Para tentar ganhar as eleições PT se une até com PSDB, partido tão criticado pelos petistas.

Redação - 10/10/2018 - 09:24


O preferido de Lula para concorrer ao Planalto Jaques Wagner desembarcou em São Paulo nesta terça-feira dia 09 de outubro para ajudar Fernando Haddad. O ex-ministro tenta costurar uma “frente democrática” contra o bolsonarismo. Quer unir Ciro Gomes, Marina Silva e Fernando Henrique Cardoso no palanque do PT.

Wagner faz elogios a FH, que já descartou a hipótese de apoiar o capitão. “A construção do país é tijolo por tijolo, ninguém faz nada sozinho. O Fernando deu uma bela contribuição ao Brasil. Nós aprendemos a responsabilidade fiscal com ele”, afaga. “É uma coincidência negativa da História que, em vez de ficarem juntos, PT e PSDB tenham polarizado um com o outro. Foram as melhores forças que surgiram no período democrático”.

Para ampliar a aliança, o ex-ministro defende uma guinada no discurso do PT. Pede que o partido adote tom mais conciliador e reconheça erros do passado. “Acho que nunca é demais a gente fazer autocrítica”, diz. Ele considera que o candidato agora deve ser menos Lula e mais Haddad. “Não precisamos inventar a roda. No primeiro turno, ficou claro que o Haddad era o candidato do Lula. Agora temos que mostrar quem ele é: um professor bem formado, que já foi prefeito de São Paulo e recebeu prêmios de boa gestão”, sustenta.

Wagner também defende o uso do verde e amarelo na campanha, no lugar do vermelho do PT: “A bandeira do Brasil é de todos nós. A gente não pode entregar graciosamente para eles o que é um símbolo do país”.

O senador eleito diz acreditar numa virada. “Não acho que seja uma missão impossível. Tem cada vez mais gente incomodada com o discurso da truculência. Segundo turno não é escolha, é o menos ruim. Não dá para comparar o Bolsonaro com o Haddad”, argumenta.

Ele acusa o capitão e investir no discurso de ódio e na disseminação de “baixarias”. “O Bolsonaro é um cara inteligente, mas usa sua inteligência para o mal.
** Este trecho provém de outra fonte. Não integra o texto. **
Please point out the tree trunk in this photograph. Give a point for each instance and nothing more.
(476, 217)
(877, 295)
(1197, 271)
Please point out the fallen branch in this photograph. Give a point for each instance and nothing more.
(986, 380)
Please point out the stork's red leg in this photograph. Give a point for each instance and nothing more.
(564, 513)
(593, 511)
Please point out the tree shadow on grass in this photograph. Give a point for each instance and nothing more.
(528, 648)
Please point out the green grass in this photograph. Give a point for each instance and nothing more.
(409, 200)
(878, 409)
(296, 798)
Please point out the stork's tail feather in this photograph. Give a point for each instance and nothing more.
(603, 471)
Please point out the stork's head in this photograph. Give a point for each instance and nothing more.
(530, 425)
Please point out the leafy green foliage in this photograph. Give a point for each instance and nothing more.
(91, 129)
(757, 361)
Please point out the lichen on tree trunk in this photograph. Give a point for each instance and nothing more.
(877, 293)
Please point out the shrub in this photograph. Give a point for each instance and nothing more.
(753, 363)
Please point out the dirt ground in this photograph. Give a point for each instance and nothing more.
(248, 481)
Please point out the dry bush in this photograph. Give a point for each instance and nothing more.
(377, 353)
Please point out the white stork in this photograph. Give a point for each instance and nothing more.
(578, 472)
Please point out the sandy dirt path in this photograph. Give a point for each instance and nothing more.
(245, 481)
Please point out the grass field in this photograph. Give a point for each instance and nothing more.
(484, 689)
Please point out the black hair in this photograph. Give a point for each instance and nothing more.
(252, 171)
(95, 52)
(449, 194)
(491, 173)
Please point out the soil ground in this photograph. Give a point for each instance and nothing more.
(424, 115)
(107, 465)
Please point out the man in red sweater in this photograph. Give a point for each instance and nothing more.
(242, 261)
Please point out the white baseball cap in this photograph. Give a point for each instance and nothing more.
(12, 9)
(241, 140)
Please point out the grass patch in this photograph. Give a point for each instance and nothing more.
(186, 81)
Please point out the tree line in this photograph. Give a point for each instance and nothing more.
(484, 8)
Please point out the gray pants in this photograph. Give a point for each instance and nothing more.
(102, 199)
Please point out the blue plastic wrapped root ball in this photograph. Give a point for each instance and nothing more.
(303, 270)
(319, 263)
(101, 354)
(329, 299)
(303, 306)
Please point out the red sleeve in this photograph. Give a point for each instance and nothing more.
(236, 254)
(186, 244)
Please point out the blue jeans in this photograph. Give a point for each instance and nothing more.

Ele acaba liderando monstros que não tinham coragem de externar o preconceito”, critica. “Eu, que sou judeu, posso falar isso. As coisas começam assim”.

Quem tem acompanhada ao longo dos anos a politica brasileira estão sem intender esta aliança, o PSDB foi o partido mais criticado pelos petistas na história policia do Brasil ao longo dos anos, “para ganhar as eleições eles vende até a alma  ao diabo, não importa quem é ou quem seja, o importante para eles é  se mantiver no poder" disse um historiador.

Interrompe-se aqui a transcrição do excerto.